Russian Equities Weekly June 21–25, 2021: Industrial production accelerates

Russian equity market dynamics

Last week, the Russian equity market underperformed the broader emerging market (EM) index by 0.2%.

This was mainly due to a Russia-specific factor, namely the incident in which Russian forces fired warning shots towards a British vessel that Russia believed to have entered Russian waters. The UK denies any violation, claiming that the waters where the incident occurred belong to Ukraine.

  Week YTD
MSCI Russia 10/40 TR in USD 1.2% 18.1%
MSCI EM index TR in USD 1.4% 7.7%
Excess return -0.2% 10.4%
Due to Russia specific factors* -0.2% 4.8%
Due to difference in sector structure* 0.0% 5.6%
MSCI EM HDY index TR in USD** 0.9% 11.0%
Key commodities***
Oil 3.9% 46.9%
Gold -4.7% -10.8%
RUB/USD 0.8% 2.4%
RUB/EUR 0.1% 4.6%
* See details of methodology at the end of the report

** MSCI Emerging Markets High Dividend Yield Index

*** We use Brent Oil and LBMA Gold price data, in USD terms. Energy weight in the MSCI Russia 10/40 is 37%; gold producers’ weight in the index is 9% (as at the end of May 2021)

Data as of 25 June 2021

TKB Investment Partners (JSC) calculations; Bloomberg

Upside/downside to fair price 3%
Data as of 25 June 2021

TKB Investment Partners (JSC) calculations

Main Russian news

Russia’s industrial production accelerated to 11.8% YoY in May after 7.6% YoY in April. This was mainly due to an increase in the extraction segment to 12.3% YoY from a fall of 1.8% YoY a month earlier. It was the first time since February 2020 that the segment had posted growth. The manufacturing segment accelerated on an annualised basis by 11.4%, which was slower than in April, when it grew by 14.9% YoY.

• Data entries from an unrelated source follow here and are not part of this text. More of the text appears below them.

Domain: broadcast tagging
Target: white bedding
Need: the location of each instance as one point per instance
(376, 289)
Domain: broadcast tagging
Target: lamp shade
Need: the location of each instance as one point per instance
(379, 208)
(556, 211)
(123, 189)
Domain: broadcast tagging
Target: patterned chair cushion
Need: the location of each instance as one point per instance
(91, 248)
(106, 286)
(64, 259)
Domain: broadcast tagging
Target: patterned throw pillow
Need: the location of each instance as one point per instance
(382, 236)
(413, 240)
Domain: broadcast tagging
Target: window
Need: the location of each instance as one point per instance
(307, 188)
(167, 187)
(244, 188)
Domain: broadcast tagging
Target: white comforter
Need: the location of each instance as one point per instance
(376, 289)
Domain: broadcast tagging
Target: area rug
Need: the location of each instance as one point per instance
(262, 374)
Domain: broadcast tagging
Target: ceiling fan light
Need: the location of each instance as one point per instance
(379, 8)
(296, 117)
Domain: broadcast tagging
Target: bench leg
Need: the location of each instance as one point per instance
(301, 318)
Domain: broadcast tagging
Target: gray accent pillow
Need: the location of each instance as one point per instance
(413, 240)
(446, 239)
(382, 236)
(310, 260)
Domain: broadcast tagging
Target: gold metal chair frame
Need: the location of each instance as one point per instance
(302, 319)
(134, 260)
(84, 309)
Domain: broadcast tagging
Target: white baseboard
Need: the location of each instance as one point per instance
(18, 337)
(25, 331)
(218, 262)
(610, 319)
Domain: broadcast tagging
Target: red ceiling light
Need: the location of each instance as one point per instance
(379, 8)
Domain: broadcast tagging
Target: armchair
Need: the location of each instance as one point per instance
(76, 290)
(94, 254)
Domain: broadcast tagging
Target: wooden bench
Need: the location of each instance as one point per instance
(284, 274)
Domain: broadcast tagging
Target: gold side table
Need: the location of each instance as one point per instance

Russia approved new export duties for the metals and mining sector. The new regulations cover a range of goods including steel, ferroalloys, copper, nickel and aluminium. The new duties will consist of the base rate of 15% plus an additional component calculated in US dollars per tonne. The value of this component will depend on the kind of metal or the conversion degree of products in the case of ferrous metals, which would be subject to global price dynamics. The income gained from these duties will be used to compensate for rising metal prices in the local market. The new regulations will enter into force from 1 August and remain so until 31 December 2021. They will only apply to exports to beyond the Eurasian Economic Union.

To watch…

Rosstat is due to publish some key macroeconomic data for May later this week.